The court said that:

Crotty cannot be read as simply precluding the entry by the State into international agreements which will curtail the ability of the State to act in a manner contrary to those agreements. […] To limit the State’s ability to enter into such agreements purely because they may influence how the Government or the Oireachtas may choose to act in light of the international commitments thereby entered into would restrict rather than protect its sovereignty.”

Administration of justice

On the issue of whether the CETA Tribunals would be engaged in an impermissible administration of justice, the court considered the test for an administration of justice outlined in McDonald v. Bord Na gCon [1965] IR 217 and more recently in Zalewski v. Workplace Relations Commission [2021] IESC 24.

The court was satisfied that the first three limbs of the McDonald test (subject-matter, decision and finality) were met. The court held that the fundamental question was whether the establishment of the new dispute resolution mechanism under the CETA subtracted from the Irish courts’ traditional jurisdiction.

On balance, the court did not believe that the Irish courts’ jurisdiction was interfered with by the CETA, stating that no clear analogy could be drawn with the facts in Zalewski. Rather, the CETA was an international agreement which did not represent a legislative choice made by the State in a domestic sense. Owing to the international nature of the Agreement, disputes under CETA could never fall within the exclusive jurisdiction of the parties and therefore could not be a subtraction of the Irish courts’ jurisdiction.

The court noted that many of the plaintiff’s concerns had already been answered by the CJEU in Opinion 1/17 30th April, 2019. The CJEU held that the CETA Tribunals did not form part of the judicial system of the parties. The CJEU emphasised that the CETA Tribunals did not adversely affect the EU legal order.
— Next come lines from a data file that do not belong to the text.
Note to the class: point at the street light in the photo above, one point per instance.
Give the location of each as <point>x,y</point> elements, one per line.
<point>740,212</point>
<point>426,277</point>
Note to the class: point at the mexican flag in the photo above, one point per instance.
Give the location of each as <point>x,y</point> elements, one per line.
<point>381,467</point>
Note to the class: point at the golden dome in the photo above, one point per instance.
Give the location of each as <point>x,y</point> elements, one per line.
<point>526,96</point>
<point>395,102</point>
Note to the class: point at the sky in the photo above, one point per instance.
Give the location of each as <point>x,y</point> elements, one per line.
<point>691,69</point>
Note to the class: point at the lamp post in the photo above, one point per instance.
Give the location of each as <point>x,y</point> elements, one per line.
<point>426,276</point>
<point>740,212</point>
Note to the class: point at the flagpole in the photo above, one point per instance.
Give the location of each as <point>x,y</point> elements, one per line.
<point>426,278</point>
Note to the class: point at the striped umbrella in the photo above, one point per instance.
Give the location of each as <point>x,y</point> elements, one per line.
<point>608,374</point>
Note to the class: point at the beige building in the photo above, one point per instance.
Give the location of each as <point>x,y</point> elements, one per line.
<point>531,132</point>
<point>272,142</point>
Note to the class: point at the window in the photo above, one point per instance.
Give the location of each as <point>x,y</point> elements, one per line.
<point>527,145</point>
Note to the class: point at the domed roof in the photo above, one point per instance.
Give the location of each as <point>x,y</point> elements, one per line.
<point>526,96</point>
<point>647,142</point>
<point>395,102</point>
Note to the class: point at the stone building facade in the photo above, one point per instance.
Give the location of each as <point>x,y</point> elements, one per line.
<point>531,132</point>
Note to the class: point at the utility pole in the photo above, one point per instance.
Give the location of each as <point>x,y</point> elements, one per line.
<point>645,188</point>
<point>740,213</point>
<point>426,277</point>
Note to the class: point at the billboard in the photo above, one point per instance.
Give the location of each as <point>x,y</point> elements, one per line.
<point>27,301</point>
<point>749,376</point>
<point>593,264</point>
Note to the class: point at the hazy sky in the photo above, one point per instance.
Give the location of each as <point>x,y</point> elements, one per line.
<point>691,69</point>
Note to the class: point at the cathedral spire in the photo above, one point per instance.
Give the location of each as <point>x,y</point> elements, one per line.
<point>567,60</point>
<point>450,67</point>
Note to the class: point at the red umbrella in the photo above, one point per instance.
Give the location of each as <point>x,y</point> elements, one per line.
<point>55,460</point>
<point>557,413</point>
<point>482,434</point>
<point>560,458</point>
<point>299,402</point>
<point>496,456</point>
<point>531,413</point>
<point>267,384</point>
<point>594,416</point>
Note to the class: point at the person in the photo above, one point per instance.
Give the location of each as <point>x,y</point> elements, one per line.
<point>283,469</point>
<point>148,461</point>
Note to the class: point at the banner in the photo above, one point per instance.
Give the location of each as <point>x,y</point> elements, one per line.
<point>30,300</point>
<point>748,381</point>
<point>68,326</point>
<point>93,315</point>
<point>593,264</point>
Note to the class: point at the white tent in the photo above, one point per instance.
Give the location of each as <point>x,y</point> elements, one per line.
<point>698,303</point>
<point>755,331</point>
It stated that the Tribunals operate within the international sphere and that parties retain a significant margin of appreciation to introduce public interest measures without attracting liability under CETA.
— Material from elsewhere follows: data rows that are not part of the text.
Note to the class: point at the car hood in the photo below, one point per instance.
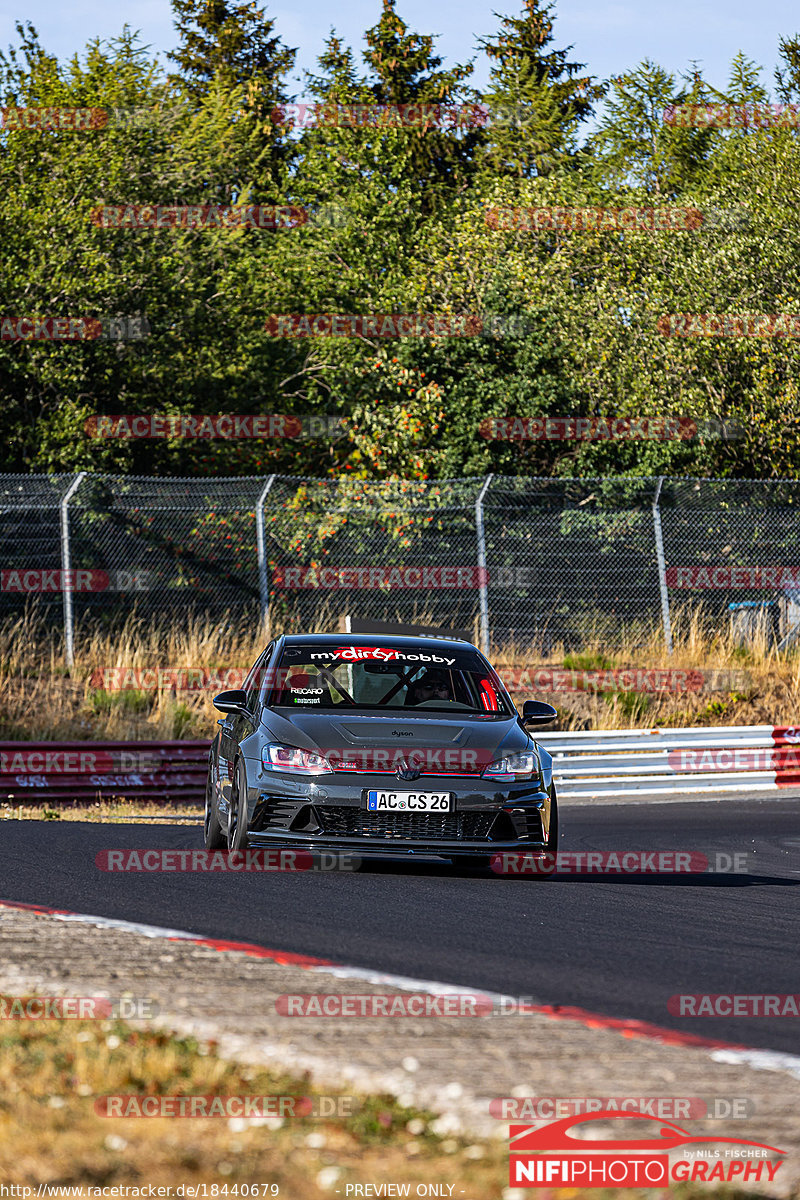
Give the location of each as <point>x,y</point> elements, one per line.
<point>485,738</point>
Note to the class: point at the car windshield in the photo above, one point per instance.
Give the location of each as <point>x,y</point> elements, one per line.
<point>415,678</point>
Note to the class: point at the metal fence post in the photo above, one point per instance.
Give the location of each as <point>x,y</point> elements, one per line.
<point>66,569</point>
<point>662,569</point>
<point>260,543</point>
<point>482,582</point>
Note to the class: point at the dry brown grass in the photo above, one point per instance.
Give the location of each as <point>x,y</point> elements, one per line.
<point>41,699</point>
<point>50,1073</point>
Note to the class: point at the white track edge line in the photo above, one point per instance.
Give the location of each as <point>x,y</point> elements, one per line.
<point>758,1060</point>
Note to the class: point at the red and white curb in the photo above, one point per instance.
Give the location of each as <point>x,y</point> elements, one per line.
<point>729,1053</point>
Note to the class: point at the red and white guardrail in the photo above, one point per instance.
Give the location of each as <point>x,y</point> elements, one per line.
<point>597,763</point>
<point>587,765</point>
<point>77,772</point>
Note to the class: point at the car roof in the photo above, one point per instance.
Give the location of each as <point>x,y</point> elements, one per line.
<point>376,640</point>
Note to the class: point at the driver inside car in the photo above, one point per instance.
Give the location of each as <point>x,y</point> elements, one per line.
<point>432,685</point>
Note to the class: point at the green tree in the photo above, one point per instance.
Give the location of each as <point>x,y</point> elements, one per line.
<point>536,97</point>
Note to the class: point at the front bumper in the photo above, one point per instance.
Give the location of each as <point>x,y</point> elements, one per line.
<point>330,815</point>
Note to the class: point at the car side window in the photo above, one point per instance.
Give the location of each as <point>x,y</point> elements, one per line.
<point>254,681</point>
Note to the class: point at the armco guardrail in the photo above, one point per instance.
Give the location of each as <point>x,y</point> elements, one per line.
<point>596,763</point>
<point>151,772</point>
<point>587,765</point>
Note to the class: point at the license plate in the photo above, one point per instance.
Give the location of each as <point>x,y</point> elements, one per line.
<point>409,802</point>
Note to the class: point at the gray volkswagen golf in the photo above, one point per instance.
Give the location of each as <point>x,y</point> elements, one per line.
<point>379,745</point>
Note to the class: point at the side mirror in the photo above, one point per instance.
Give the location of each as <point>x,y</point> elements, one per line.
<point>232,701</point>
<point>536,712</point>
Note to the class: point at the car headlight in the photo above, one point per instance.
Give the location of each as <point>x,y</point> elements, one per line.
<point>515,766</point>
<point>293,759</point>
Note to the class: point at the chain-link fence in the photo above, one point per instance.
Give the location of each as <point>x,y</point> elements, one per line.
<point>552,561</point>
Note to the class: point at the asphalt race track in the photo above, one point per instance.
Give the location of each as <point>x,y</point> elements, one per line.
<point>612,945</point>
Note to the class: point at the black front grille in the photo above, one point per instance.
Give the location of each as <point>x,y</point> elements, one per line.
<point>272,813</point>
<point>347,821</point>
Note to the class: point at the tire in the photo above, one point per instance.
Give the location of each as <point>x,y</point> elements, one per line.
<point>212,834</point>
<point>236,821</point>
<point>553,835</point>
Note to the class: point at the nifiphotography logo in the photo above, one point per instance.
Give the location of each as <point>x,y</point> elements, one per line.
<point>564,1153</point>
The court also agreed with the State that the CETA Tribunals would not be administering justice within Ireland because the disputes in the Tribunals would not be justiciable under national law. The court accepted a submission that international law was not justiciable by the Irish courts unless expressly provided for by the Oireachtas.

The court stated: “The disputes to be determined by the CETA Tribunal are non-justiciable, not because they are inherently incapable or unsuited to judicial resolution but because the Irish courts do not have jurisdiction to apply the law to which they are subject.” The court reached this conclusion because CETA was expressly framed as not being directly effective and because it was outside the judicial systems of the parties.
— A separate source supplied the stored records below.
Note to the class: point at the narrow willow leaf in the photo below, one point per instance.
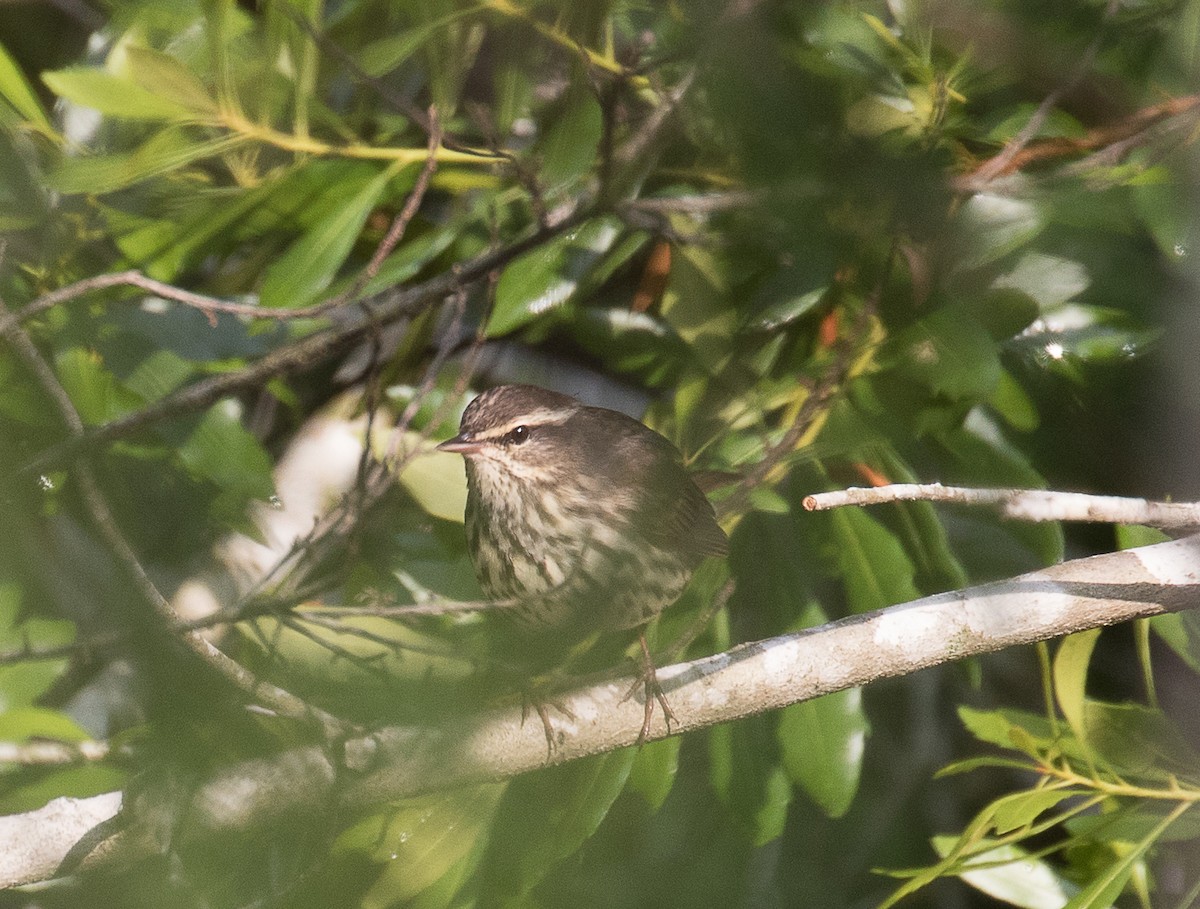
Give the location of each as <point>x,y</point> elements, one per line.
<point>570,144</point>
<point>873,565</point>
<point>1071,678</point>
<point>112,95</point>
<point>822,742</point>
<point>545,278</point>
<point>19,94</point>
<point>23,684</point>
<point>168,78</point>
<point>161,154</point>
<point>1014,877</point>
<point>654,770</point>
<point>423,841</point>
<point>546,817</point>
<point>437,482</point>
<point>310,264</point>
<point>1107,886</point>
Further, the fact that a Canadian investor may have a choice of pursing a claim in the CETA Tribunal or in the Irish courts was not a subtraction of jurisdiction, the court said.

Locus standi

Finally, the court considered submissions made by the State on the entitlement of the plaintiff to raise the constitutional challenge to the case. The court determined that there was no difficulty with Mr Costello raising hypothetical arguments about potential consequences of the ratification of the CETA (Cahill v. Sutton [1980] IR 269).

However, the court accepted that Mr Costello could not raise equality arguments in respect of a putative Irish investor versus a putative Canadian investor. The argument was one which could be made by a future Irish investor after ratification of the CETA and therefore it should not be raised by the plaintiff in the proceedings.


The court rejected the constitutional challenge to the ratification of the CETA on the basis that Mr Costello failed to establish that the ratification would be clearly unconstitutional.